How To Behave: Comedy is supposed to be FUN — let people enjoy it!

AI representation of hysterically laughing at a comedian

Opinion: There’s definitely room for a conversation around audience etiquette, particularly when it comes to disrespectful behaviour, but the rest of the time, can’t we just let people enjoy themselves? asks Zoe Paskett.

These articles pop up all the time: HERE IS HOW YOU SHOULD BEHAVE WHEN OUT IN CULTURE. It never fails to get people riled. Of course it does; this is a point of disagreement so evergreen it can be revived ad infinitum.

So here I am — officially riled! I’m specifically riled up about comedy but let me diverge for just a second to make this about me before I get to the point.

A few years ago, while I was at the Evening Standard, my team was collectively writing one of these articles about our respective areas of cultural expertise. At the time, I was mainly covering theatre and, I didn’t realise it at the time but, oh boy do I have thoughts about theatre etiquette. So, I put together my own list of rules (ranging from not singing along with musicals that aren’t sing-a-long shows to taking your rubbish with you when you leave your seat), many of which I would hold myself to still. But at the time, I read it back and instead of feeling satisfied with what I had written, it came across as snarky and a bit ableist actually — my editor agreed and decided that we should can the piece entirely. A good decision!

Here’s the thing: something is going on with audiences at the moment. There has been a definite shift post lockdowns, during which we weren’t required to have any decorum at all, to people moving extremely mad in audiences. More than ever, some seem to think that if they pay for a ticket they can do whatever they like, and then they do those things, whether it’s talking at full volume, or constantly texting, or shouting abuse at comedians. There are loads of things I would love people not to do in comedy shows — but these behaviours are generally contained to the category of ‘Let’s Treat Performers With Respect’. 

What we shouldn’t be doing is dictating how people express their enjoyment of culture. While writing these sorts of articles, it’s very easy to get tangled up and forget that culture exists for enjoyment. Yes, it is a serious and important thing and every aspect of it should be open for critique, but at some point we have to allow for things to evolve and for people to work out where they fit within it.

The thing about lumping all these kinds of “etiquette” together is that you start to feel like they should all be treated the same, when there’s no reason that they should. We know that behaving like a prick is bad form, but it shouldn’t be in the same breath as prescribing the volume at which someone expresses their enthusiastic enjoyment of a work of art.
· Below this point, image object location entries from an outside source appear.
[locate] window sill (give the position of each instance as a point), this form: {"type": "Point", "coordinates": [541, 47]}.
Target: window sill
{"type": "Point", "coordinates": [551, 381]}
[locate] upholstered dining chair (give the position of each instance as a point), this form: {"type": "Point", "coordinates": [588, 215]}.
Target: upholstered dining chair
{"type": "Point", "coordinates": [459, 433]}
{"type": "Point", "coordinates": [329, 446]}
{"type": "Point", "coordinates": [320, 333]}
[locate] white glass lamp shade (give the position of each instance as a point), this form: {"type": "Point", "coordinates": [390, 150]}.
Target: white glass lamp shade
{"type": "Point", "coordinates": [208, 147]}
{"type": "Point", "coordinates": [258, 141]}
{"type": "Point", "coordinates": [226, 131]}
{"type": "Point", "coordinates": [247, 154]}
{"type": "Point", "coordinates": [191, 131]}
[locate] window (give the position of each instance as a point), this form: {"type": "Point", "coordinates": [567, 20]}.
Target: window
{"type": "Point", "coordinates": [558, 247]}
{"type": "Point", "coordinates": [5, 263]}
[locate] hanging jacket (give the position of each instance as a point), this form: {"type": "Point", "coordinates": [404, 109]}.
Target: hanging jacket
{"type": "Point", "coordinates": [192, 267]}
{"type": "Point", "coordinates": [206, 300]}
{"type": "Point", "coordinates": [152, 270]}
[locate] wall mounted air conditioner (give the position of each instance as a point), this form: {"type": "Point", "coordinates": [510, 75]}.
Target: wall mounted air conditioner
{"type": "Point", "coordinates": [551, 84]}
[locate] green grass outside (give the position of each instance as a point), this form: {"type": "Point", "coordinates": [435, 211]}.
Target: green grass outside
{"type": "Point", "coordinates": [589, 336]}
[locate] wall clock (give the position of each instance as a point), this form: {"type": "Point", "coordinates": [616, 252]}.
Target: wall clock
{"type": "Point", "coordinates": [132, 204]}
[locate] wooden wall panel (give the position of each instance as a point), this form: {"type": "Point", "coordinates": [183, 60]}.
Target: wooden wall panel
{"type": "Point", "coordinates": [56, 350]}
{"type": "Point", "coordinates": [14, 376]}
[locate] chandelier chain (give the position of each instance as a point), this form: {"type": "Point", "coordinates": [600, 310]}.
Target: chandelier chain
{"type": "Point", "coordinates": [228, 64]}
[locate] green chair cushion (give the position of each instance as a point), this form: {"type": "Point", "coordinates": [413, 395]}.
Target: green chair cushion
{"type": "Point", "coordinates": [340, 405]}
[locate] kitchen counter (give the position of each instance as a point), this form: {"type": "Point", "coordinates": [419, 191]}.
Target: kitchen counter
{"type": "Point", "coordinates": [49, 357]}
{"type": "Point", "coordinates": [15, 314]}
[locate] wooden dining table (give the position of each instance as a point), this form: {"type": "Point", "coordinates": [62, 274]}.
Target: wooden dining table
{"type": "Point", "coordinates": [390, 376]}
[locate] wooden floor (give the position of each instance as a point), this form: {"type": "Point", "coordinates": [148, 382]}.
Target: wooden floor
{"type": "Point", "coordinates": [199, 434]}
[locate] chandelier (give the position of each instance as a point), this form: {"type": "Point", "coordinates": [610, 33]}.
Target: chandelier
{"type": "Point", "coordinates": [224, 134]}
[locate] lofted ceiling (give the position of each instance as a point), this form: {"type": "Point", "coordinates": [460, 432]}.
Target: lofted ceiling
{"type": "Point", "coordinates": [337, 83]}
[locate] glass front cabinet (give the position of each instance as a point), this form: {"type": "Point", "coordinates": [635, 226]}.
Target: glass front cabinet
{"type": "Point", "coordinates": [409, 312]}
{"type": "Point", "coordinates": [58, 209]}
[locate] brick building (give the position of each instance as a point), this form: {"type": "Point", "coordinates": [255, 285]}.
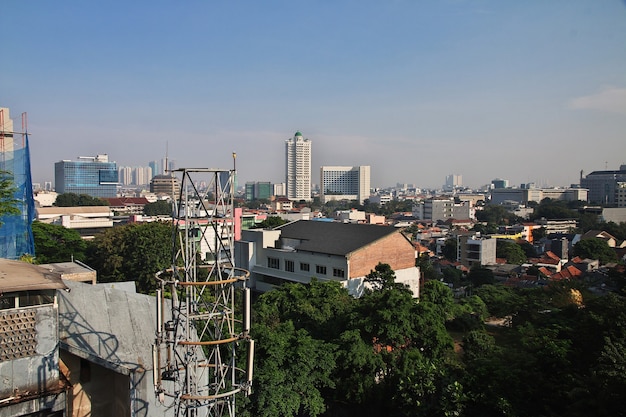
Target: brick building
{"type": "Point", "coordinates": [328, 251]}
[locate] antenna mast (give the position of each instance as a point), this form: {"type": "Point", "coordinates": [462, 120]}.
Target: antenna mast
{"type": "Point", "coordinates": [203, 354]}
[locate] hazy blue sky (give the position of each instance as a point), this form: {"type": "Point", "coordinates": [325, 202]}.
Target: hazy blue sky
{"type": "Point", "coordinates": [523, 90]}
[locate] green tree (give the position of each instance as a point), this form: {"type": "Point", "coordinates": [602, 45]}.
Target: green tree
{"type": "Point", "coordinates": [8, 202]}
{"type": "Point", "coordinates": [55, 243]}
{"type": "Point", "coordinates": [480, 276]}
{"type": "Point", "coordinates": [158, 208]}
{"type": "Point", "coordinates": [133, 252]}
{"type": "Point", "coordinates": [76, 200]}
{"type": "Point", "coordinates": [501, 301]}
{"type": "Point", "coordinates": [595, 248]}
{"type": "Point", "coordinates": [449, 250]}
{"type": "Point", "coordinates": [291, 371]}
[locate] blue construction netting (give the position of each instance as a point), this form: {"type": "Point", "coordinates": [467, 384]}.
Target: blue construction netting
{"type": "Point", "coordinates": [16, 233]}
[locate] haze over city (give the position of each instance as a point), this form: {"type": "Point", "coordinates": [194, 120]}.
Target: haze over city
{"type": "Point", "coordinates": [527, 91]}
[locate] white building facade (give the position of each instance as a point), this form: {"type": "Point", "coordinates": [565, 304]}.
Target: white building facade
{"type": "Point", "coordinates": [298, 168]}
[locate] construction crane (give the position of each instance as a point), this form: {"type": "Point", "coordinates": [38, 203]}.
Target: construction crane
{"type": "Point", "coordinates": [203, 354]}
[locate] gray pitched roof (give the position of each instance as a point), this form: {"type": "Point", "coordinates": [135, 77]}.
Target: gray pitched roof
{"type": "Point", "coordinates": [333, 238]}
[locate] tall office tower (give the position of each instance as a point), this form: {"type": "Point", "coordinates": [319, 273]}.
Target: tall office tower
{"type": "Point", "coordinates": [604, 185]}
{"type": "Point", "coordinates": [258, 191]}
{"type": "Point", "coordinates": [125, 175]}
{"type": "Point", "coordinates": [298, 168]}
{"type": "Point", "coordinates": [142, 175]}
{"type": "Point", "coordinates": [345, 183]}
{"type": "Point", "coordinates": [453, 181]}
{"type": "Point", "coordinates": [91, 175]}
{"type": "Point", "coordinates": [499, 183]}
{"type": "Point", "coordinates": [156, 168]}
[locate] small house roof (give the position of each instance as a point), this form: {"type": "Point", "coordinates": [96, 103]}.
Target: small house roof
{"type": "Point", "coordinates": [21, 276]}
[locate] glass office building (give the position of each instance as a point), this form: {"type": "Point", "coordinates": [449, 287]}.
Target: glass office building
{"type": "Point", "coordinates": [94, 176]}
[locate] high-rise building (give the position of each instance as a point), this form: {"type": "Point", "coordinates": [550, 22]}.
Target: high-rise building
{"type": "Point", "coordinates": [453, 181]}
{"type": "Point", "coordinates": [142, 175]}
{"type": "Point", "coordinates": [91, 175]}
{"type": "Point", "coordinates": [125, 175]}
{"type": "Point", "coordinates": [157, 167]}
{"type": "Point", "coordinates": [499, 183]}
{"type": "Point", "coordinates": [345, 183]}
{"type": "Point", "coordinates": [298, 168]}
{"type": "Point", "coordinates": [258, 191]}
{"type": "Point", "coordinates": [604, 186]}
A stock image of people (probably sports fans) cheering, as is their right

In my extensive experience (brag), I’ve never encountered a comedian who would rather the audience stayed quiet and demure and politely tittered. The goal is to elicit a physical response — you want it to be as involuntary and as enthusiastic a response as possible. As the saying goes, “you can’t hear a smile!”

It’s crucial to acknowledge also that my views on comedy audience etiquette are informed by my own self — I have my privileges that others do not. I shouldn’t judge straight men of an English disposition for their inability to vocally express joy. 

I am lucky to have experienced my journey through the world of comedy directly in tandem with queer performance. I have travelled along both paths at the same time and speed, to the point that they have become so intertwined, I don’t see them as needing to be separate.

Queer performance spaces are, in my experience, supportive. They are a place to try things that might not work and not feel like you’ve been judged. These audiences tend to be of the mind that, if someone is brave enough to get up in front of us, they deserve our support. Because of this, I have developed a predisposition to be noisy in my happiness. I laugh loudly. I whoop and cheer and scream if the occasion calls for it. I can’t control it anymore.

But I actually think, not only has this made me a better audience member, it’s made me a better professional consumer of culture (literally, vom) — this lack of self-consciousness around what my body is doing when I watch comedy has led to my being better able to trust my gut response. If I monitored my volume throughout everything, whether I enjoyed it or not, I think I might end up confusing myself.

The thing with writing these ‘how to behave’ articles is that they serve little to no purpose, because the people who need a bit of gentle guidance on not pissing in the aisle or starting a slap fight with an usher are not going to be reading them. Neither are the people who go to comedy shows because they want to get drunk and shout at women. These articles don’t solve those problems. Instead, what they serve to do is make people feel self-conscious about entering these spaces or like they don’t belong there. It gives people an unnecessarily harsh and one-dimensional view of what live comedy is like. How is that going to bring in the new audiences we need?

Ultimately, you can’t dictate how other people behave. Yes, it is endlessly frustrating in a lot of ways but it’s part of being around and about in the world. You just have to live with it; embrace it even. If someone is enjoying a show so much they are whooping next to you and it’s loud, how about you let them? Things are so shit in so many ways right now; the last thing we should be doing is policing how people express joy.